On-prem vs cloud storage: Four decisions about data location

Nearly all enterprise IT projects involve decisions about where to store data.

The public cloud holds perhaps more than half of all business data. That volume of data held on cloud-based systems, especially by the hyperscalers – Amazon Web Services (AWS), Google Cloud Platform and Microsoft Azure – has grown steadily over the past few years.

But traffic is not all one way. Increasingly, firms are now looking at hybrid cloud storage, where some data is stored on-premise and some in the cloud. Research by Aptum, a managed services and consulting firm, found that 77% of firms use the public cloud and 86% expect to use hybrid or multicloud services.

However, raw statistics mask what is often a complex decision-making process that involves assessment of workloads, performance, regulation and security, and costs. Here, we look at four key decisions about whether data should be stored on-site, or in the cloud – or a combination of both. 

Is the data mostly processed on-prem or in the cloud?

For the best performance, system architects need to minimise latency between applications and storage. To access cloud storage via the public internet inevitably increases latency. Internet connections are also more prone to variable performance and general reliability issues.

This suggests that for best performance, data should be stored on-premise. For the most critical applications, this is still usually the case.

But the decision is not always clear cut.

“We know that if you start to run compute on a storage bucket across the wire, you are going to have a performance impact,” cautions Paul Mackay, regional vice-president for EMEA and APAC at cloud data firm Cloudera.

Different architectures may also be needed, depending on whether the data is being consumed by an application or a human analyst.

“The first case is when applications consume the data; the second is users that access file shares that sit on local storage appliances,” says Adrian Bradley, head of cloud transformation at KPMG UK. “In the first, it is best practice to keep applications and connected data in the same environment. For file shares, the decision of where to store data is mostly driven by analysis of operational costs and current data lifecycle management requirements.” 

How frequently is data accessed?

For some use cases – such as archiving and “cold” storage – cloud makes a lot of sense.

With data accessed infrequently, performance is less critical. Cloud-based archiving and backup applications are designed to work in the background, so any performance issues should not affect users.

“Management of large, frequently accessed datasets is economically and performance-wise more advantageous with on-premise storage solutions”
Rahul Gupta, PA Consulting

Problems occur when organisations lack a good understanding of their data assets and how they are used. Storing data on the wrong tier increases costs. There may also be performance issues.
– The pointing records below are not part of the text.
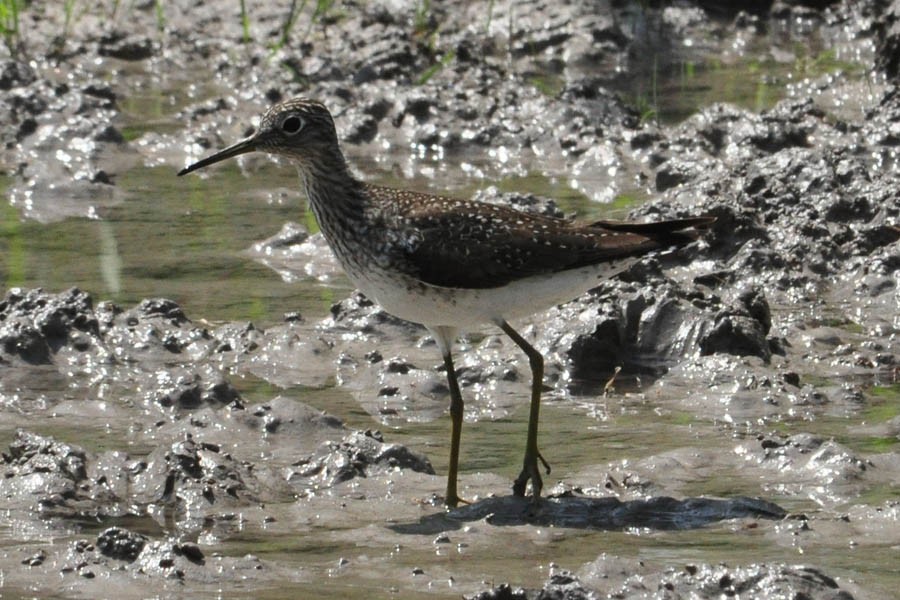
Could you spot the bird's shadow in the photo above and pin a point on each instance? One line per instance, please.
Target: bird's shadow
(608, 514)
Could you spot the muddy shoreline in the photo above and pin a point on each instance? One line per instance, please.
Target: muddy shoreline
(748, 446)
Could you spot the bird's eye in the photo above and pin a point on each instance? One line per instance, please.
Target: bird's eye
(292, 125)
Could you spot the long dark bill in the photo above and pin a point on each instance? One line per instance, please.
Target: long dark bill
(242, 147)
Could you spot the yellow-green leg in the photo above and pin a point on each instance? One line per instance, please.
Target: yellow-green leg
(444, 337)
(532, 454)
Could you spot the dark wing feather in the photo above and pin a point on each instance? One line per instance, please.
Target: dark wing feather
(460, 244)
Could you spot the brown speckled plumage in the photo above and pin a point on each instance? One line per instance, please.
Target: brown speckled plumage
(449, 263)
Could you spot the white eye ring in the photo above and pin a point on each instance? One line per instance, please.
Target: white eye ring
(292, 124)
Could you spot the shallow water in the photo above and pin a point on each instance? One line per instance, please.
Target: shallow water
(136, 249)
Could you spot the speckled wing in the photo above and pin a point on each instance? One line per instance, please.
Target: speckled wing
(459, 244)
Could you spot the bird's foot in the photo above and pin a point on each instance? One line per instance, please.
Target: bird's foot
(452, 500)
(531, 472)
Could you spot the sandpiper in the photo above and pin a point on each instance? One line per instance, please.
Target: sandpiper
(451, 265)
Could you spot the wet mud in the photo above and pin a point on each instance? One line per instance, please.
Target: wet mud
(723, 420)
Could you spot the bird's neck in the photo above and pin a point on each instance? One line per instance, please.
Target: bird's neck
(335, 196)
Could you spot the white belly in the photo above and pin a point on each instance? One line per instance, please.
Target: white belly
(467, 309)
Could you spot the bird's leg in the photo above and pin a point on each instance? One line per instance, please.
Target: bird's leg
(532, 454)
(444, 338)
(456, 418)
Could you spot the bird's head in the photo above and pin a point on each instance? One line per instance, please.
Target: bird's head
(299, 128)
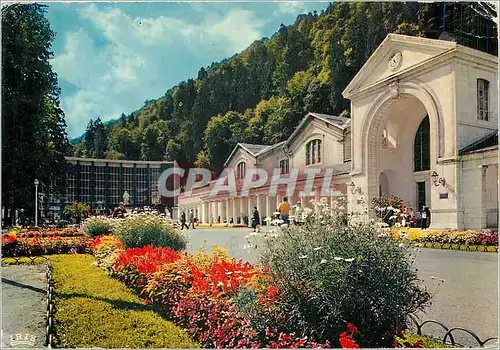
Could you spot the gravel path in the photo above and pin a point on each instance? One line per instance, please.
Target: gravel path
(468, 297)
(23, 303)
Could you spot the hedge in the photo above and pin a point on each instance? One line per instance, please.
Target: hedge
(93, 310)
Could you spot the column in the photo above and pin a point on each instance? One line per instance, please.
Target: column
(259, 206)
(209, 206)
(203, 212)
(241, 209)
(316, 201)
(268, 207)
(216, 211)
(484, 193)
(234, 214)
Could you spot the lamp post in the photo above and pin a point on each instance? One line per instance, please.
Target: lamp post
(36, 202)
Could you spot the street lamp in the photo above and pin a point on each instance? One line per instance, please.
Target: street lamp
(36, 202)
(437, 180)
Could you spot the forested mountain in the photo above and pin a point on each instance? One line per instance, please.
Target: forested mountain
(259, 95)
(34, 139)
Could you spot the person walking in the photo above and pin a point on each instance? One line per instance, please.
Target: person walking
(183, 221)
(284, 210)
(256, 220)
(191, 219)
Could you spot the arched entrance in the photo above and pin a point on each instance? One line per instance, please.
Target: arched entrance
(400, 153)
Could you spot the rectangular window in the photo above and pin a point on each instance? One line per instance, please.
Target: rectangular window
(482, 99)
(284, 166)
(421, 201)
(347, 147)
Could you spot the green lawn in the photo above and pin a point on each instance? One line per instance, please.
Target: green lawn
(93, 310)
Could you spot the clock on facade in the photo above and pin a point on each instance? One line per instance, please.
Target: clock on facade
(395, 60)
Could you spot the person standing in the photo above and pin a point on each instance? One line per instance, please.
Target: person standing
(183, 221)
(191, 219)
(120, 211)
(428, 215)
(424, 217)
(284, 210)
(256, 220)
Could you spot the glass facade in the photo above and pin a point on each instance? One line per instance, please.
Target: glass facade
(101, 184)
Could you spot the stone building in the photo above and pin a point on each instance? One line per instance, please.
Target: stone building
(423, 127)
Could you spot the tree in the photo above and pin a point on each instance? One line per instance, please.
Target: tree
(100, 139)
(88, 139)
(76, 210)
(33, 128)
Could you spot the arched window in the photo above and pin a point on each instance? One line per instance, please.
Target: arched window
(483, 87)
(240, 170)
(313, 152)
(421, 146)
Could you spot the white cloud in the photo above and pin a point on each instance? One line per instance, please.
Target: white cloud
(291, 7)
(138, 54)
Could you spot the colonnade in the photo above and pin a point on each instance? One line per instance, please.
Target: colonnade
(235, 209)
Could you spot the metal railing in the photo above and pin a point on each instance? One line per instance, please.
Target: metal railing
(448, 338)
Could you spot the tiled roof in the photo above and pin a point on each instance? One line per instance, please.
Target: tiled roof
(341, 122)
(485, 142)
(254, 149)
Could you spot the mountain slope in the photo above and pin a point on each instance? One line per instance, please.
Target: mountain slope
(259, 95)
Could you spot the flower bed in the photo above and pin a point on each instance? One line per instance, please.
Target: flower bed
(46, 232)
(451, 237)
(38, 245)
(199, 293)
(94, 311)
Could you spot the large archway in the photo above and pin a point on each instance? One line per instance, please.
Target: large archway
(400, 151)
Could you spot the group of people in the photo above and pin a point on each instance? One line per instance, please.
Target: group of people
(419, 219)
(284, 213)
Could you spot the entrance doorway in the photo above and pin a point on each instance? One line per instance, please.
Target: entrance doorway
(420, 195)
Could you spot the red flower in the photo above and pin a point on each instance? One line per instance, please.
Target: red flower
(352, 328)
(348, 343)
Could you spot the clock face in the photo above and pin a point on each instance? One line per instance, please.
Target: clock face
(395, 60)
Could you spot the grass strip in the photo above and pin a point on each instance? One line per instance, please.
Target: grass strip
(93, 310)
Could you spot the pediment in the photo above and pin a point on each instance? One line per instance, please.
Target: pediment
(396, 54)
(314, 129)
(239, 154)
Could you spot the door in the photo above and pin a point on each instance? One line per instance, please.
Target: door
(420, 195)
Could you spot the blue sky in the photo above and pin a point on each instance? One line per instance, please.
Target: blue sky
(111, 57)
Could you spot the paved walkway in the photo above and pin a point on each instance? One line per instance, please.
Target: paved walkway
(468, 297)
(24, 303)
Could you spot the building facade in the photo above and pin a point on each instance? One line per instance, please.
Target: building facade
(423, 127)
(102, 184)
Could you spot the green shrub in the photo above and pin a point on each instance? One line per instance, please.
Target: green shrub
(146, 229)
(97, 226)
(411, 340)
(94, 310)
(329, 274)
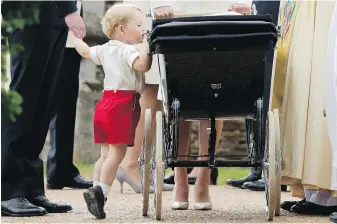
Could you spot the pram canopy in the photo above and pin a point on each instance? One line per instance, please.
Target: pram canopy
(214, 62)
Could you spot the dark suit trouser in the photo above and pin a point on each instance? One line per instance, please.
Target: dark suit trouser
(60, 167)
(34, 72)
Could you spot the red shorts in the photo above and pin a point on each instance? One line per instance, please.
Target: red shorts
(116, 117)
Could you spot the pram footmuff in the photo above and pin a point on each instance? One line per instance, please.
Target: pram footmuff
(213, 67)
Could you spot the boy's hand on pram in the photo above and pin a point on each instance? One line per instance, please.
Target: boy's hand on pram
(163, 12)
(241, 8)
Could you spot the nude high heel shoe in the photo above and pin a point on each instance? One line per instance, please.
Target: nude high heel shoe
(122, 177)
(203, 205)
(177, 205)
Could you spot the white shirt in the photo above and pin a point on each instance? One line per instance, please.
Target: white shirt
(69, 43)
(117, 59)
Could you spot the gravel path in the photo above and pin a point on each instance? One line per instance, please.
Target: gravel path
(230, 205)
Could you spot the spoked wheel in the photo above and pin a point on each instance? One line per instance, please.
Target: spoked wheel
(159, 166)
(269, 165)
(278, 159)
(144, 163)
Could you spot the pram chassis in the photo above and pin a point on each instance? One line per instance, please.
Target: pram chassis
(263, 144)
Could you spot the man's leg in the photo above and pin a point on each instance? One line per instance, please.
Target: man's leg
(61, 172)
(21, 166)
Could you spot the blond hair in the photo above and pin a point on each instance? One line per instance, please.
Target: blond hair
(118, 14)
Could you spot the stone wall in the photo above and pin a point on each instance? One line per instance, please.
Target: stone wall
(91, 85)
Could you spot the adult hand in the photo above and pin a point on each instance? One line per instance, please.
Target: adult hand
(75, 23)
(163, 12)
(241, 8)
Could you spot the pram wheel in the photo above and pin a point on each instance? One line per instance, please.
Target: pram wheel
(144, 163)
(269, 166)
(159, 171)
(278, 161)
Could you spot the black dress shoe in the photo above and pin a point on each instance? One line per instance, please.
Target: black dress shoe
(240, 182)
(333, 217)
(20, 207)
(258, 185)
(286, 205)
(309, 208)
(95, 200)
(51, 207)
(78, 182)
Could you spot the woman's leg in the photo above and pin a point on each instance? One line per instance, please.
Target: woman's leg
(148, 100)
(201, 192)
(99, 163)
(180, 193)
(110, 166)
(218, 125)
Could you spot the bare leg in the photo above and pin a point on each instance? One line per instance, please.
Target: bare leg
(201, 193)
(148, 100)
(180, 193)
(218, 125)
(100, 161)
(110, 165)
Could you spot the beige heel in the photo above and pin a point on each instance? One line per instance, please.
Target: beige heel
(179, 205)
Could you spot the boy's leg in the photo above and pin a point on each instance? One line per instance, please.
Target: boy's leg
(99, 163)
(96, 196)
(110, 166)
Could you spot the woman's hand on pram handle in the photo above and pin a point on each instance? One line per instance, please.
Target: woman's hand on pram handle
(242, 8)
(163, 12)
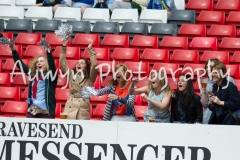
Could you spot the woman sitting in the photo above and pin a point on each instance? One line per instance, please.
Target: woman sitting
(186, 106)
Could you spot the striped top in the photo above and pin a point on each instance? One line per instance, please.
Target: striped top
(110, 89)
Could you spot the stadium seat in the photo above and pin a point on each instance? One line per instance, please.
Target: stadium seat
(8, 65)
(7, 3)
(211, 17)
(19, 25)
(230, 44)
(5, 51)
(45, 26)
(142, 42)
(7, 34)
(82, 40)
(153, 16)
(67, 13)
(54, 40)
(161, 30)
(5, 79)
(204, 43)
(32, 51)
(223, 5)
(124, 15)
(233, 18)
(101, 54)
(193, 67)
(192, 30)
(200, 5)
(103, 28)
(133, 28)
(235, 57)
(182, 16)
(136, 67)
(11, 12)
(221, 31)
(169, 68)
(171, 43)
(71, 52)
(234, 70)
(61, 94)
(125, 54)
(222, 56)
(9, 93)
(154, 55)
(113, 41)
(36, 13)
(100, 14)
(80, 26)
(140, 110)
(25, 39)
(15, 109)
(184, 56)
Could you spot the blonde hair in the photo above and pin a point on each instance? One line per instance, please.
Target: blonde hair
(33, 62)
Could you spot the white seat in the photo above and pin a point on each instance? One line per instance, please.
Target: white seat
(124, 15)
(36, 13)
(96, 14)
(67, 13)
(7, 2)
(153, 16)
(180, 4)
(10, 12)
(25, 3)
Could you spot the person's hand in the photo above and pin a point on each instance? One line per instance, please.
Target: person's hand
(112, 97)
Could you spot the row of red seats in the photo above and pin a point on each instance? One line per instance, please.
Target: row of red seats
(220, 5)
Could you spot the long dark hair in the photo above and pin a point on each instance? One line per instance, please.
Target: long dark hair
(187, 98)
(86, 72)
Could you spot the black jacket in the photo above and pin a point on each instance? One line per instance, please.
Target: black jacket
(50, 86)
(193, 113)
(231, 98)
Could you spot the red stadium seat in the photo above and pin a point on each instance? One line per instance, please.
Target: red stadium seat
(113, 41)
(223, 5)
(222, 31)
(9, 93)
(236, 57)
(5, 79)
(125, 54)
(8, 65)
(193, 67)
(101, 53)
(168, 68)
(171, 43)
(134, 67)
(32, 51)
(82, 40)
(142, 42)
(204, 43)
(234, 70)
(71, 52)
(233, 18)
(211, 17)
(14, 109)
(199, 5)
(7, 35)
(192, 30)
(140, 110)
(185, 56)
(54, 40)
(222, 56)
(155, 55)
(26, 39)
(230, 44)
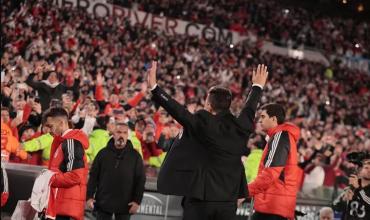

“Management of large, frequently accessed datasets is economically and performance-wise more advantageous with on-premise storage solutions,” advises Rahul Gupta, a data expert at PA Consulting.

Again, it comes down to how well applications are optimised for the cloud. Firms that move existing workloads to the cloud can hit performance and cost issues, whereas those that use cloud-native applications fare better. 

What are the cost considerations?

Cloud computing is often seen as a cost-saving measure, and that extends to storage.

In reality, moving to the cloud has more to do with a shift from capital investment to operational expenditure. Over time, cloud can easily cost more than on-premise technology or alternatives such as colocation.

That additional cost can be worthwhile. Sometimes, firms are willing to pay for flexibility – to tap into cloud providers’ innovation or because they need to preserve capital. Or they might have moved to cloud-based applications.

Even so, optimised on-premise storage can still be the cheaper option. As PA’s Gupta points out, much depends on how new the customer’s on-site infrastructure is, and how much life it has left.

Cloud storage also has hidden costs. Data egress is frequently cited as a reason for higher than expected bills, but firms can also find they pay more than expected because they store data for extended periods in expensive tiers rather than dedicated cloud archives.

Again, careful application design and a clear picture of data use will minimise this.

What are the security and compliance requirements?

The good news is that most security and compliance requirements can now be met in the cloud.

“In the early days of the cloud, you didn’t put mission-critical systems, anything to do with finance, or anything with a regulatory impact in the public cloud. But regulators now are happier with public cloud”
Patrick Smith, Pure Storage

“In the early days of the cloud, you didn’t put mission-critical systems, anything to do with finance, or anything with a regulatory impact in the public cloud,” says Patrick Smith, EMEA field CTO at storage supplier Pure. “But regulators now are happier with public cloud.”

Even the highest levels of security are possible with the right cloud infrastructure. The key for CIOs is to match security and compliance requirements to the sensitivity of data.

In some industries, such as financial services or health, there are additional compliance requirements that include where data is stored. This might restrict which cloud services can be used.

It remains vital to have a clear picture of the organisation’s data, before making the decision where to store it.

“From a security or compliance perspective, you have to be able to understand where your data is, who’s touched it, and what has happened to that dataset,” says Cloudera’s Mackay. “We see organisations struggle a lot here. They have a security posture on-premise, but need a whole new toolset to do that on the cloud.”